La législation ne s’est toutefois pas limitée à établir la forme du contrat ; elle cherche également à déterminer quels sont les éléments essentiels constitutifs de ce contrat, en précisant que, même si certains de ces éléments manquent, le contrat reste valide entre les parties, mais est réputé avoir été conclu « sous forme non écrite ».

Les éléments essentiels du contrat pour les besoins de l’article 6 du décret sont les suivants :

  1. Nom et siège du transporteur, y compris du transporteur étranger, ainsi que du donneur d’ordre et, si c’est une autre personne, du chargeur ;
  2. Numéro d’inscription du transporteur au registre national des transporteurs ;
  3. Type et quantité de marchandises transportées, conformément au certificat d’immatriculation du véhicule ;
  4. Prix du transport et méthode de paiement ;
  5. Lieu du chargement des marchandises par le transporteur et de livraison au destinataire.

Ces éléments sont expressément prévus par la loi et exigibles en tant qu’éléments essentiels au contrat de transport dans le sens où si un seul de ces éléments fait défaut, le contrat de transport est réputé établi sous forme non écrite.

INFRACTIONS AUX REGLES DE SECURITE EN CAS DE CONTRAT ECRIT

Lorsqu’il existe un contrat de transport routier de marchandises établi sous forme écrite et que le conducteur du véhicule utilisé pour le transport des marchandises commet une infraction aux règles de sécurité routière, le donneur d’ordre, le chargeur et le propriétaire des marchandises transportées, qui ont donné au transporteur des instructions pour la livraison des marchandises, sont solidairement responsables avec le conducteur si l’exécution du transport prévue dans le contrat (et donc dans les instructions transmises au transporteur) est incompatible avec le respect, par le conducteur, des règles de sécurité routière qui ont été enfreintes.

La loi précise en outre que les instruments ou agissements qui cherchent à faire porter au transporteur la charge financière des sanctions imposées au donneur d’ordre, au chargeur ou au propriétaire des marchandises, sont nuls et non avenus.

Cela signifie qu’aucune disposition contractuelle ne peut être intégrée qui oblige le transporteur à rembourser en tous les cas le donneur d’ordre ou le propriétaire en cas de dommage non entièrement imputable au transporteur lui-même.

INFRACTIONS AUX REGLES DE SECURITE EN CAS DE CONTRAT NON ECRIT

En cas de contrat non écrit, s’il y a infraction aux règles de sécurité, le donneur d’ordre ou, à défaut, le conducteur, peuvent être tenus de produire, à la demande de la police de la route ayant constaté l’infraction, la documentation qui démontre la compatibilité des instructions transmises au transporteur pour l’exécution du transport avec la réglementation qui a été enfreinte.

Si cette documentation ne peut être produite, le transporteur et le donneur d’ordre sont systématiquement solidairement responsables avec la personne ayant commis l’infraction.

Dans la pratique, il incombe au donneur d’ordre d’apporter la preuve qu’il n’a pas donné d’instructions ayant donné lieu à l’infraction.

Apporter une telle preuve peut être très difficile, surtout en l’absence de documentation écrite.
Ainsi, le fait de ne pas établir le contrat sous forme écrite peut avoir des conséquences importantes pour le donneur d’ordre et le propriétaire des marchandises.

La procédure de vérification est la suivante : dans les 15 jours suivant l’objection à la sanction, l’autorité compétente demande au donneur d’ordre et au transporteur de présenter copie du contrat et de tout document d’accompagnement dans les 30 jours.

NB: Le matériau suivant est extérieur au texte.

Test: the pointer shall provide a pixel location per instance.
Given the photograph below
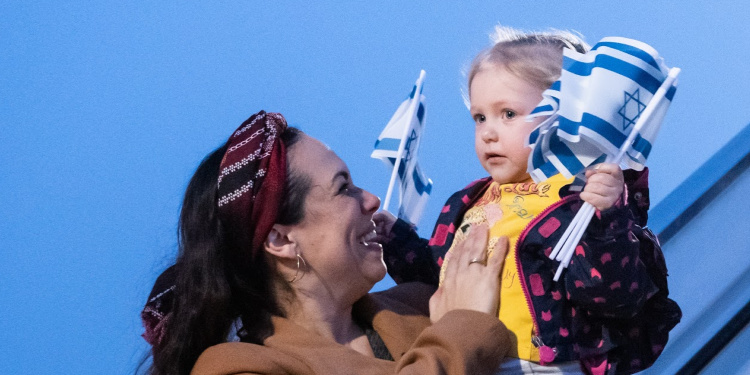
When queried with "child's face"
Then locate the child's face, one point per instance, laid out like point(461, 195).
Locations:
point(500, 102)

Dans les 30 jours suivant la réception des documents demandés, l’autorité compétente prononce les peines prévues par la loi s’il n’apparaît aucune incompatibilité entre les instructions transmises et le respect des règles de sécurité routière.

L’objectif du principe de coresponsabilité est d’éviter une concurrence déloyale fondée sur des infractions aux règles de sécurité. En effet, chaque intervenant dans la chaîne de transport doit ainsi être particulièrement attentif à celui à qui il confie le transport et au libellé des conditions contractuelles, car toute carence dans le contenu du contrat expose les parties à des peines sévères même si les infractions découlent d’une mauvaise exécution d’une autre partie.